Journal of Neurophysiology | 2012
Tyler W. Dunn; Carole A. Farah; Wayne S. Sossin
Expression of the 5-HT(1Apl(a)) receptor in Aplysia pleural sensory neurons inhibited 5-HT-mediated translocation of the novel PKC Apl II in sensory neurons and prevented PKC-dependent synaptic facilitation at sensory to motoneuron synapses (Nagakura et al. 2010). We now demonstrate that the ability of inhibitory receptors to block PKC activation is a general feature of inhibitory receptors and is found after expression of the 5-HT(1Apl(b)) receptor and with activation of endogenous dopamine and FMRFamide receptors in sensory neurons.

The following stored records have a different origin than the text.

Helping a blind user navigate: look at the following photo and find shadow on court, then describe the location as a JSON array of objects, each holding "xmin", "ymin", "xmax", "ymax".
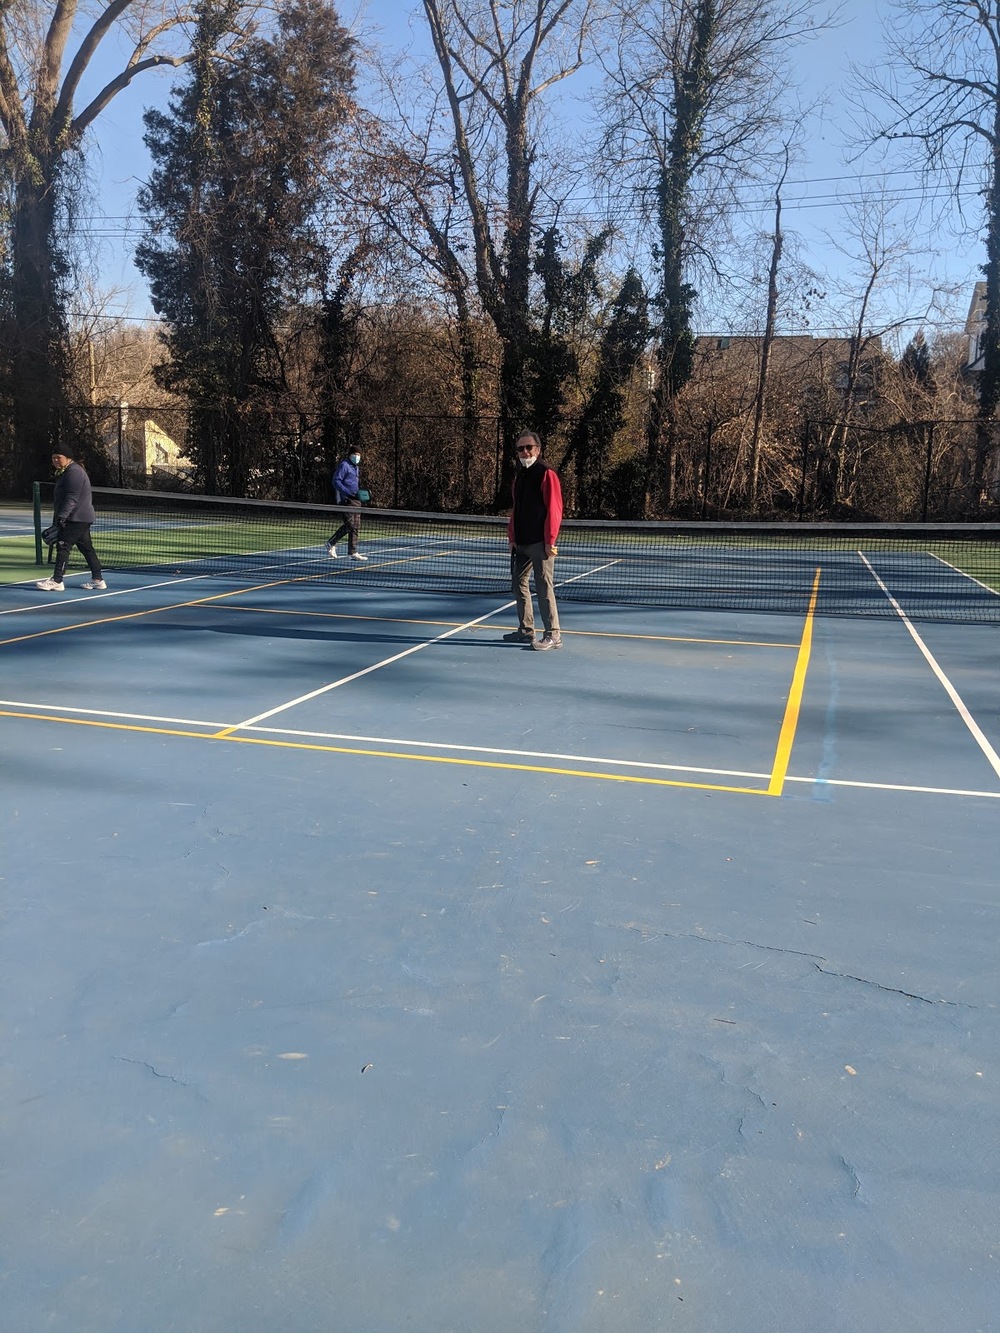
[{"xmin": 1, "ymin": 579, "xmax": 997, "ymax": 1333}]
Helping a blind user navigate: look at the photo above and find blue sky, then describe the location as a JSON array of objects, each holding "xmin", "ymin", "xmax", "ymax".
[{"xmin": 78, "ymin": 0, "xmax": 980, "ymax": 345}]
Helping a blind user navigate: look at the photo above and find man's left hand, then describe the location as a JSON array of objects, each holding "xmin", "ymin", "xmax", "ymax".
[{"xmin": 545, "ymin": 545, "xmax": 557, "ymax": 559}]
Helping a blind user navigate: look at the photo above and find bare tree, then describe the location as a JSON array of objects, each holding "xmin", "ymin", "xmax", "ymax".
[
  {"xmin": 420, "ymin": 0, "xmax": 593, "ymax": 502},
  {"xmin": 747, "ymin": 145, "xmax": 791, "ymax": 507},
  {"xmin": 598, "ymin": 0, "xmax": 827, "ymax": 515},
  {"xmin": 344, "ymin": 87, "xmax": 487, "ymax": 509},
  {"xmin": 857, "ymin": 0, "xmax": 1000, "ymax": 499},
  {"xmin": 811, "ymin": 190, "xmax": 946, "ymax": 510}
]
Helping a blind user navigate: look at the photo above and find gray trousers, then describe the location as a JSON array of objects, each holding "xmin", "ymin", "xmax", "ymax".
[{"xmin": 511, "ymin": 542, "xmax": 559, "ymax": 634}]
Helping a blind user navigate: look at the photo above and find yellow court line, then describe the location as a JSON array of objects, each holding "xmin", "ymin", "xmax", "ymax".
[
  {"xmin": 0, "ymin": 571, "xmax": 346, "ymax": 647},
  {"xmin": 216, "ymin": 603, "xmax": 798, "ymax": 648},
  {"xmin": 767, "ymin": 568, "xmax": 821, "ymax": 796},
  {"xmin": 0, "ymin": 708, "xmax": 770, "ymax": 795},
  {"xmin": 0, "ymin": 548, "xmax": 467, "ymax": 648}
]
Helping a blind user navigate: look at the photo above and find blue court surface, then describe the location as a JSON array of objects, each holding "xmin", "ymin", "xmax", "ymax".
[{"xmin": 1, "ymin": 558, "xmax": 998, "ymax": 1332}]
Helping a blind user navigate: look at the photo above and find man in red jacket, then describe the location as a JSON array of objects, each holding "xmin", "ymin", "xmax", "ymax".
[{"xmin": 503, "ymin": 431, "xmax": 564, "ymax": 651}]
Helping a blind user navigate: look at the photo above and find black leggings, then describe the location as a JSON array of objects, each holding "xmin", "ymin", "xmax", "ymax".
[
  {"xmin": 54, "ymin": 521, "xmax": 103, "ymax": 581},
  {"xmin": 328, "ymin": 498, "xmax": 361, "ymax": 553}
]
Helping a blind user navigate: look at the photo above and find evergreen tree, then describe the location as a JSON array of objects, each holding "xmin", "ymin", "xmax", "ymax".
[
  {"xmin": 901, "ymin": 328, "xmax": 933, "ymax": 387},
  {"xmin": 136, "ymin": 0, "xmax": 356, "ymax": 494},
  {"xmin": 528, "ymin": 227, "xmax": 612, "ymax": 443},
  {"xmin": 562, "ymin": 268, "xmax": 652, "ymax": 515}
]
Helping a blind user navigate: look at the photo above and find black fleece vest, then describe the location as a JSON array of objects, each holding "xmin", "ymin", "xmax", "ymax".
[{"xmin": 512, "ymin": 460, "xmax": 553, "ymax": 544}]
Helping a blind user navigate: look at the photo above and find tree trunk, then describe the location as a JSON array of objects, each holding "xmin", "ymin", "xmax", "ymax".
[
  {"xmin": 976, "ymin": 128, "xmax": 1000, "ymax": 498},
  {"xmin": 454, "ymin": 286, "xmax": 479, "ymax": 511},
  {"xmin": 750, "ymin": 165, "xmax": 786, "ymax": 508},
  {"xmin": 494, "ymin": 115, "xmax": 533, "ymax": 506},
  {"xmin": 9, "ymin": 169, "xmax": 71, "ymax": 495}
]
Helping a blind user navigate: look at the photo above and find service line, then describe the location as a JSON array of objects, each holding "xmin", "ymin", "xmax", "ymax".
[{"xmin": 860, "ymin": 552, "xmax": 1000, "ymax": 784}]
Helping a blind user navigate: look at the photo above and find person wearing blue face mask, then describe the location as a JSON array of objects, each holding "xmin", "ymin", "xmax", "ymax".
[{"xmin": 326, "ymin": 449, "xmax": 368, "ymax": 560}]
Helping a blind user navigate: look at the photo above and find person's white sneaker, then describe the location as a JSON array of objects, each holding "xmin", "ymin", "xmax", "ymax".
[
  {"xmin": 327, "ymin": 544, "xmax": 339, "ymax": 558},
  {"xmin": 351, "ymin": 552, "xmax": 369, "ymax": 561},
  {"xmin": 35, "ymin": 577, "xmax": 64, "ymax": 591},
  {"xmin": 81, "ymin": 579, "xmax": 107, "ymax": 590}
]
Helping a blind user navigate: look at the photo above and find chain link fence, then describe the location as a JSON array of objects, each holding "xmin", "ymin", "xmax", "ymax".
[{"xmin": 29, "ymin": 404, "xmax": 1000, "ymax": 521}]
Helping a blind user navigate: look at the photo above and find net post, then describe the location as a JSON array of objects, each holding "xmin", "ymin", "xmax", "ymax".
[{"xmin": 32, "ymin": 481, "xmax": 43, "ymax": 565}]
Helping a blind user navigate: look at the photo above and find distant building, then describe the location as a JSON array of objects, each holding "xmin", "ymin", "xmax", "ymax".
[
  {"xmin": 140, "ymin": 415, "xmax": 187, "ymax": 478},
  {"xmin": 963, "ymin": 280, "xmax": 987, "ymax": 379},
  {"xmin": 101, "ymin": 401, "xmax": 189, "ymax": 484},
  {"xmin": 693, "ymin": 333, "xmax": 884, "ymax": 408}
]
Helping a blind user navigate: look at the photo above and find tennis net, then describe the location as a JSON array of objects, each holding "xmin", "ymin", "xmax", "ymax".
[{"xmin": 34, "ymin": 486, "xmax": 1000, "ymax": 621}]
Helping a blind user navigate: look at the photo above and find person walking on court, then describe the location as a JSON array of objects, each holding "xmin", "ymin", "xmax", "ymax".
[
  {"xmin": 326, "ymin": 449, "xmax": 368, "ymax": 560},
  {"xmin": 35, "ymin": 450, "xmax": 107, "ymax": 593},
  {"xmin": 503, "ymin": 430, "xmax": 563, "ymax": 650}
]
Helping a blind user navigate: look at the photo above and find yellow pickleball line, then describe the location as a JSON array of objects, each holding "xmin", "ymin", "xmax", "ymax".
[
  {"xmin": 0, "ymin": 573, "xmax": 332, "ymax": 646},
  {"xmin": 223, "ymin": 603, "xmax": 797, "ymax": 648},
  {"xmin": 0, "ymin": 551, "xmax": 460, "ymax": 647},
  {"xmin": 0, "ymin": 708, "xmax": 771, "ymax": 795},
  {"xmin": 767, "ymin": 568, "xmax": 821, "ymax": 796}
]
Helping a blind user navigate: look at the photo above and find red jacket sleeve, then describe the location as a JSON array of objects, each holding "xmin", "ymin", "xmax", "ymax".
[{"xmin": 541, "ymin": 468, "xmax": 563, "ymax": 548}]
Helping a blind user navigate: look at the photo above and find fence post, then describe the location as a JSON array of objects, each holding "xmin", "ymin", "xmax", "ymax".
[
  {"xmin": 393, "ymin": 416, "xmax": 400, "ymax": 508},
  {"xmin": 33, "ymin": 482, "xmax": 43, "ymax": 565},
  {"xmin": 117, "ymin": 404, "xmax": 125, "ymax": 488},
  {"xmin": 798, "ymin": 421, "xmax": 811, "ymax": 520},
  {"xmin": 921, "ymin": 422, "xmax": 935, "ymax": 522},
  {"xmin": 701, "ymin": 420, "xmax": 714, "ymax": 520}
]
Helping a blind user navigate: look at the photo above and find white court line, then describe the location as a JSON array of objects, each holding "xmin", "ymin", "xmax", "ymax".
[
  {"xmin": 221, "ymin": 557, "xmax": 623, "ymax": 732},
  {"xmin": 4, "ymin": 695, "xmax": 1000, "ymax": 798},
  {"xmin": 0, "ymin": 699, "xmax": 230, "ymax": 728},
  {"xmin": 784, "ymin": 774, "xmax": 1000, "ymax": 799},
  {"xmin": 927, "ymin": 549, "xmax": 1000, "ymax": 597},
  {"xmin": 0, "ymin": 544, "xmax": 337, "ymax": 608},
  {"xmin": 859, "ymin": 551, "xmax": 1000, "ymax": 783},
  {"xmin": 225, "ymin": 604, "xmax": 516, "ymax": 728},
  {"xmin": 240, "ymin": 723, "xmax": 770, "ymax": 779},
  {"xmin": 1, "ymin": 571, "xmax": 207, "ymax": 611},
  {"xmin": 0, "ymin": 696, "xmax": 766, "ymax": 779},
  {"xmin": 0, "ymin": 539, "xmax": 456, "ymax": 614}
]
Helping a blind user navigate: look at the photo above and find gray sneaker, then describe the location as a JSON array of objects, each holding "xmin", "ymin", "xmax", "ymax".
[
  {"xmin": 82, "ymin": 579, "xmax": 107, "ymax": 590},
  {"xmin": 502, "ymin": 629, "xmax": 535, "ymax": 644},
  {"xmin": 532, "ymin": 632, "xmax": 562, "ymax": 651}
]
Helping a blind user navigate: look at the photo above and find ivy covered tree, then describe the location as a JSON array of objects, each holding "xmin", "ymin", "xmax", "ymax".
[
  {"xmin": 528, "ymin": 226, "xmax": 612, "ymax": 443},
  {"xmin": 562, "ymin": 268, "xmax": 651, "ymax": 515},
  {"xmin": 599, "ymin": 0, "xmax": 823, "ymax": 515},
  {"xmin": 136, "ymin": 0, "xmax": 356, "ymax": 494},
  {"xmin": 421, "ymin": 0, "xmax": 596, "ymax": 505}
]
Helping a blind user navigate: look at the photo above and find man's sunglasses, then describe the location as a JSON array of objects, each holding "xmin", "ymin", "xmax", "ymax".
[{"xmin": 516, "ymin": 444, "xmax": 536, "ymax": 453}]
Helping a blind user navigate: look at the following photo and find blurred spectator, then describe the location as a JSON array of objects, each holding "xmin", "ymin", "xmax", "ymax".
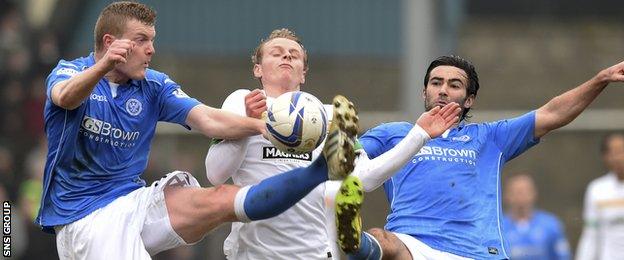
[
  {"xmin": 18, "ymin": 138, "xmax": 57, "ymax": 260},
  {"xmin": 503, "ymin": 172, "xmax": 571, "ymax": 260},
  {"xmin": 576, "ymin": 133, "xmax": 624, "ymax": 260},
  {"xmin": 5, "ymin": 47, "xmax": 31, "ymax": 76},
  {"xmin": 0, "ymin": 4, "xmax": 24, "ymax": 54},
  {"xmin": 2, "ymin": 79, "xmax": 25, "ymax": 106},
  {"xmin": 19, "ymin": 137, "xmax": 46, "ymax": 221},
  {"xmin": 23, "ymin": 74, "xmax": 46, "ymax": 138},
  {"xmin": 0, "ymin": 145, "xmax": 17, "ymax": 197},
  {"xmin": 35, "ymin": 32, "xmax": 60, "ymax": 67},
  {"xmin": 1, "ymin": 80, "xmax": 27, "ymax": 141},
  {"xmin": 0, "ymin": 1, "xmax": 59, "ymax": 259}
]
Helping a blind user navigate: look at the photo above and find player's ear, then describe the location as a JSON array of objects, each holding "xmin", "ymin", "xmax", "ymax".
[
  {"xmin": 421, "ymin": 87, "xmax": 427, "ymax": 100},
  {"xmin": 253, "ymin": 63, "xmax": 262, "ymax": 79},
  {"xmin": 464, "ymin": 94, "xmax": 475, "ymax": 109},
  {"xmin": 102, "ymin": 34, "xmax": 115, "ymax": 50},
  {"xmin": 300, "ymin": 69, "xmax": 306, "ymax": 85}
]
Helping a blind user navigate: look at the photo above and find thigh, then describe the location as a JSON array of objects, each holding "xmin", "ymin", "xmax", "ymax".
[
  {"xmin": 56, "ymin": 191, "xmax": 152, "ymax": 260},
  {"xmin": 393, "ymin": 232, "xmax": 471, "ymax": 260},
  {"xmin": 165, "ymin": 184, "xmax": 240, "ymax": 241},
  {"xmin": 148, "ymin": 171, "xmax": 240, "ymax": 246}
]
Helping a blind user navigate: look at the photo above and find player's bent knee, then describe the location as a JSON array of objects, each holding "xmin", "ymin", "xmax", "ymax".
[
  {"xmin": 368, "ymin": 228, "xmax": 406, "ymax": 259},
  {"xmin": 164, "ymin": 185, "xmax": 240, "ymax": 243}
]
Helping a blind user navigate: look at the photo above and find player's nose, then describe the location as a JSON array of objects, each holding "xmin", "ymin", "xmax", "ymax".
[
  {"xmin": 146, "ymin": 41, "xmax": 155, "ymax": 55},
  {"xmin": 438, "ymin": 84, "xmax": 449, "ymax": 95}
]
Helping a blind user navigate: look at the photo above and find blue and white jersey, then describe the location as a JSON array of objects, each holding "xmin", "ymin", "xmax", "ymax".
[
  {"xmin": 360, "ymin": 111, "xmax": 539, "ymax": 259},
  {"xmin": 502, "ymin": 210, "xmax": 571, "ymax": 260},
  {"xmin": 37, "ymin": 53, "xmax": 200, "ymax": 232}
]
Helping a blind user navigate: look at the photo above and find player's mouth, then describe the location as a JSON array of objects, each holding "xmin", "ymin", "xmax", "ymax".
[
  {"xmin": 435, "ymin": 100, "xmax": 448, "ymax": 106},
  {"xmin": 279, "ymin": 64, "xmax": 293, "ymax": 69},
  {"xmin": 143, "ymin": 61, "xmax": 150, "ymax": 68}
]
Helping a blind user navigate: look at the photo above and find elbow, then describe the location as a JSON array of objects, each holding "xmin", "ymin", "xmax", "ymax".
[
  {"xmin": 206, "ymin": 173, "xmax": 225, "ymax": 186},
  {"xmin": 190, "ymin": 106, "xmax": 221, "ymax": 138},
  {"xmin": 56, "ymin": 93, "xmax": 81, "ymax": 110},
  {"xmin": 205, "ymin": 158, "xmax": 221, "ymax": 185}
]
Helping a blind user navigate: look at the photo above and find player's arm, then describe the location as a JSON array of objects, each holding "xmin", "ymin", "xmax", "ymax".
[
  {"xmin": 51, "ymin": 39, "xmax": 134, "ymax": 110},
  {"xmin": 204, "ymin": 90, "xmax": 253, "ymax": 185},
  {"xmin": 354, "ymin": 103, "xmax": 460, "ymax": 192},
  {"xmin": 205, "ymin": 138, "xmax": 248, "ymax": 185},
  {"xmin": 186, "ymin": 104, "xmax": 266, "ymax": 140},
  {"xmin": 535, "ymin": 61, "xmax": 624, "ymax": 138}
]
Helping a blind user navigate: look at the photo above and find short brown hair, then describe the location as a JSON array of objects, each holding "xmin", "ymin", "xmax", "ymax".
[
  {"xmin": 252, "ymin": 28, "xmax": 308, "ymax": 71},
  {"xmin": 94, "ymin": 1, "xmax": 156, "ymax": 51}
]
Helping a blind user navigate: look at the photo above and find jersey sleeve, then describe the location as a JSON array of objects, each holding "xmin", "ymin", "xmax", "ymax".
[
  {"xmin": 221, "ymin": 89, "xmax": 250, "ymax": 115},
  {"xmin": 359, "ymin": 122, "xmax": 412, "ymax": 202},
  {"xmin": 45, "ymin": 60, "xmax": 83, "ymax": 104},
  {"xmin": 359, "ymin": 122, "xmax": 411, "ymax": 159},
  {"xmin": 486, "ymin": 110, "xmax": 540, "ymax": 162},
  {"xmin": 204, "ymin": 89, "xmax": 251, "ymax": 185},
  {"xmin": 205, "ymin": 137, "xmax": 248, "ymax": 185},
  {"xmin": 157, "ymin": 74, "xmax": 201, "ymax": 127}
]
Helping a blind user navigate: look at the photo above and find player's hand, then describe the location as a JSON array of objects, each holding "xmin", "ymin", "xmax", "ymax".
[
  {"xmin": 416, "ymin": 102, "xmax": 461, "ymax": 138},
  {"xmin": 100, "ymin": 39, "xmax": 135, "ymax": 71},
  {"xmin": 245, "ymin": 89, "xmax": 267, "ymax": 119},
  {"xmin": 598, "ymin": 61, "xmax": 624, "ymax": 84}
]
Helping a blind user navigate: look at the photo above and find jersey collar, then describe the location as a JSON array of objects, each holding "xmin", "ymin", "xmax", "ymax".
[
  {"xmin": 86, "ymin": 52, "xmax": 96, "ymax": 67},
  {"xmin": 442, "ymin": 120, "xmax": 467, "ymax": 138}
]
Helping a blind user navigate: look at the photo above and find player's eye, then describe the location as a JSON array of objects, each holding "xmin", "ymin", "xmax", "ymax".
[{"xmin": 135, "ymin": 37, "xmax": 148, "ymax": 44}]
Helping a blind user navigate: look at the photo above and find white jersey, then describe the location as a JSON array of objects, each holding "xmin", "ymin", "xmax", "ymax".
[
  {"xmin": 576, "ymin": 172, "xmax": 624, "ymax": 260},
  {"xmin": 206, "ymin": 89, "xmax": 335, "ymax": 259}
]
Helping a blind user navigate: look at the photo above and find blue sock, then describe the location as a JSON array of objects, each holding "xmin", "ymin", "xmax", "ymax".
[
  {"xmin": 243, "ymin": 156, "xmax": 328, "ymax": 220},
  {"xmin": 348, "ymin": 232, "xmax": 382, "ymax": 260}
]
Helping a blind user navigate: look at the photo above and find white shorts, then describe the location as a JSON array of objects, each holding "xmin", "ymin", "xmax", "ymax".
[
  {"xmin": 55, "ymin": 171, "xmax": 200, "ymax": 259},
  {"xmin": 394, "ymin": 233, "xmax": 473, "ymax": 260}
]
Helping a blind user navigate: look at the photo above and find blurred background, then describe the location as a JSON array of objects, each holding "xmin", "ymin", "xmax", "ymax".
[{"xmin": 1, "ymin": 0, "xmax": 623, "ymax": 259}]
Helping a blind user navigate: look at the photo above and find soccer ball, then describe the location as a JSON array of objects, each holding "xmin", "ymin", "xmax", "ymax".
[{"xmin": 265, "ymin": 91, "xmax": 328, "ymax": 154}]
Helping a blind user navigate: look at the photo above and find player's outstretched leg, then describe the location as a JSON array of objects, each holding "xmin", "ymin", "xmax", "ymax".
[
  {"xmin": 336, "ymin": 175, "xmax": 365, "ymax": 254},
  {"xmin": 152, "ymin": 96, "xmax": 360, "ymax": 254},
  {"xmin": 324, "ymin": 95, "xmax": 359, "ymax": 180}
]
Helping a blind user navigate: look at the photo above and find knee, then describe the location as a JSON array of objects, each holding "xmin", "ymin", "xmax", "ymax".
[
  {"xmin": 367, "ymin": 228, "xmax": 403, "ymax": 259},
  {"xmin": 191, "ymin": 185, "xmax": 239, "ymax": 217},
  {"xmin": 167, "ymin": 185, "xmax": 239, "ymax": 222}
]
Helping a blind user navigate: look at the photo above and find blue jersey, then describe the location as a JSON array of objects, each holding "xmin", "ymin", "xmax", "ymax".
[
  {"xmin": 37, "ymin": 53, "xmax": 200, "ymax": 232},
  {"xmin": 502, "ymin": 210, "xmax": 570, "ymax": 260},
  {"xmin": 360, "ymin": 111, "xmax": 539, "ymax": 259}
]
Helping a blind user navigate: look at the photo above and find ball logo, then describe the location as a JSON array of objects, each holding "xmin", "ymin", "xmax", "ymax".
[
  {"xmin": 265, "ymin": 91, "xmax": 328, "ymax": 154},
  {"xmin": 125, "ymin": 98, "xmax": 142, "ymax": 116}
]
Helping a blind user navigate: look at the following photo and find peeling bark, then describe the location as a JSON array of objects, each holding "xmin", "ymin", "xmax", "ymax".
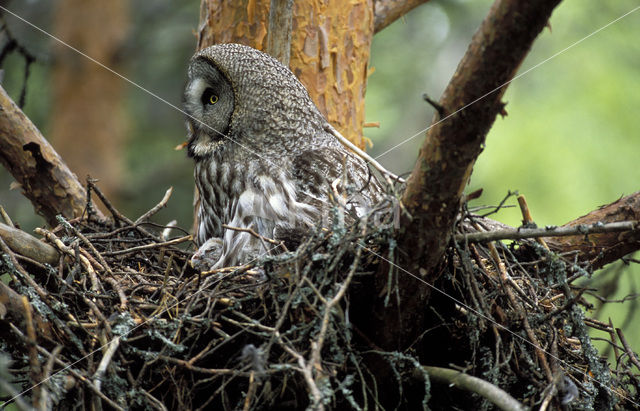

Pleural sensory neurons are heterogeneous for their inhibitory response to endogenous transmitters, with dopamine being the most prevalent, followed by FMRFamide, and only a small number of neurons with inhibitory responses to 5-HT. The inhibitory response is dominant, reduces membrane excitability and synaptic efficacy, and can reverse 5-HT facilitation at both naive and depressed synapses. Indeed, dopamine can reverse PKC translocation during the continued application of 5-HT. Reversal of translocation can also be seen after translocation mediated by an analog of diacylglycerol, suggesting inhibition is not through blockade of diacylglycerol production. The effects of inhibition on PKC translocation can be rescued by phosphatidic acid, consistent with the inhibitory response involving a reduction or block of production of this lipid. However, phosphatidic acid could not recover PKC-dependent synaptic facilitation due to an additional inhibitory effect on the non-L-type calcium flux linked to synaptic transmission. In summary, we find a novel mechanism downstream of inhibitory receptors linked to inhibition of PKC activation in Aplysia sensory neurons.